CORANGAMITE Shire councillor Jo Beard was returned to the role of mayor for a third term on Tuesday night.
However, gaining the position was not tension free, with first-term councillor Simon Illingworth throwing his hat in the ring in a bid to challenge the “status quo”.
Cr Beard said she had received an “overwhelming” outpouring of support from community members in the past month, which had helped cement her decision to run for a third term as mayor.
She believed her continued involvement with the wider community, as well as relationships formed in the past two terms in mayor would hold her in good stead for the coming term.
“I really love to bring people along with me on the journey. I really believe in that whole teamwork environment,” Cr Beard said.
“As mayor, the interests of the council are above that of your own.”
Cr Beard said she had the full support of her family.
“I do appreciate we (as councillors) couldn’t do this without our families,” she said.
“I don’t ever take anything for granted.”
In an impassioned speech ahead of the vote – which was eventually won in Cr Beard’s favour five to two – Cr Illingworth said change required courage.
“After 12 months (as a councillor) I’m told I don’t know the ropes, the fact is, I don’t think I need to know the ropes,” he said.
“I would rather be right than to learn the ropes.”
Cr Illingworth said he was instrumental in a number of concept policies for the shire which he felt had largely been ignored or claimed as another person’s idea.
“I work hard, I have a young family. Identifying problems in the region, coming up with solutions and future concepts takes time, time away from my children,” he said.
“So when you announce major concepts to the media and fail to recognise me as the author, I feel cheated, so does my family. Why would I bother?”

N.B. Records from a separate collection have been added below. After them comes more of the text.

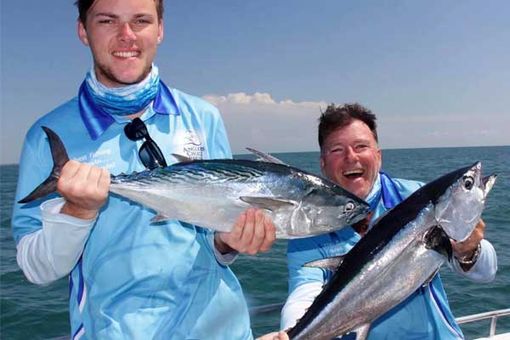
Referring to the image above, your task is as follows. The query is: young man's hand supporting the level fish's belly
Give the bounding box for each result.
[214,208,276,255]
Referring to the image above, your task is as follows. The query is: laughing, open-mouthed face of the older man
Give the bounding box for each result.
[321,119,381,199]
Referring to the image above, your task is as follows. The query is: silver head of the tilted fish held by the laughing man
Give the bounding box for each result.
[435,162,496,242]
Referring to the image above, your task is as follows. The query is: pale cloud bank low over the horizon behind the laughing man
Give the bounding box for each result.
[204,92,510,153]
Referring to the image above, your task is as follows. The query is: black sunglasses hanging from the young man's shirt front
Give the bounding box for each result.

Being a mayor was about more than attending meetings and photo opportunities, according to Cr Illingworth.
“Being a mayor doesn’t make you a leader, it just gives you an opportunity to lead,” he said.
Councillors also voted for the first time to elect a deputy mayor, with Cr Neil Trotter and Cr Bev McArthur receiving nominations for the position.
Cr McArthur, who referred to former prime minister Bob Menzies’ 75 year-old ‘Forgotten People’ radio broadcast in her election speech.
She indicated the shire could learn lessons from the speech to ensure the ‘lifters not the leaners’ were advocated for.
“I am particularly concerned to represent those lifters in our shire, including the rural ratepayers who contribute approximately 80 per cent of rate revenue, while around 80 per cent of our budget is spent in towns,” Cr McArthur said.
“In 12 months on this council, I believe I have been a contributor, not a seat warmer.
“Yes, I’m political. As councillors, we are in the business of politics because politics is about people. Politics is also about philosophy and policy.
“I’m interested in attending meetings, inquiries, forums and deputations – only if we achieve outcomes.”
Cr McArthur said meeting attendance alone was not a measure of success.
In comparison, Cr Trotter’s speech was short and sharp, instead believing in the “sometimes less is more” approach.
“You know me, I’ve been here for five years and the community knows me, I think I have the community’s support,” he said.
Cr Trotter defeated Cr McArthur for the role of deputy mayor five votes to two.
Councillors also voted to keep the mayor term at one year.